The mesh in question is a nylon-like material called Prolene or polypropylene mesh. It has been used for many decades for hernia repair but only for the past several years for vaginal prolapse repair. Vaginal mesh is typically inserted for a “dropped bladder” or cystocele; or a rectal bulge into the vagina or rectocele; or sometimes for a dropping of the top of the vagina or vaginal prolapse. These are significant sized sheets of mesh that are placed through vaginal incisions. The FDA initially noted more complications than expected back in 2008 and put out a warning on the FDA Website at that time. Since then a lot more mesh has been used and the FDA saw fit to put out a stronger warning about these products in the summer of 2011. This is only about vaginally inserted mesh for prolapse, not mesh slings for urinary incontinence or abdominally placed mesh for prolapse.
The FDA is now requiring that all the companies manufacturing the mesh fund a registry of all patients who have this implanted. They are also requiring more research on these products already on the market and are suggesting they be used only by specially trained pelvic surgeons with urogynecology experience and only in certain cases, perhaps after a prior failed prolapse surgery.
The complications noted were mild and severe. The mild problems are mesh erosion with bleeding from the vagina, or extrusion that causes pain with intercourse. Sometimes this heals with some estrogen cream and other times it must be removed surgically and another method of prolapse repair must be utilized.
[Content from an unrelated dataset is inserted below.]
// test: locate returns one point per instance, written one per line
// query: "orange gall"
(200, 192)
Extra surgeries are not as successful as the first attempt. Severe problems involve mesh erosion into other organs such as the bladder or rectum. This requires major surgery with significant risk.
There are good studies that indicate that natural tissue repairs may not “look as tight” as those done with mesh but they are as functionally beneficial without the added mesh risk. For the strongest longest lasting repair, mesh is used through the abdominal route, either through an incision, with a laparoscope or with the De Vinci Robot. The latter 2 choices get you out of the hospital in 24 hours with a 2 week recovery. This option works well for those who need extra strong repairs and long lasting repairs with minimally invasive surgery. I recommend seeing a surgeon who does all these types of repairs so you are getting what is best for you not just what the individual surgeon knows how to do.
I am trained and experienced in all techniques and therefore can discuss the risks and benefits of all approaches to best design a treatment plan for each individual woman.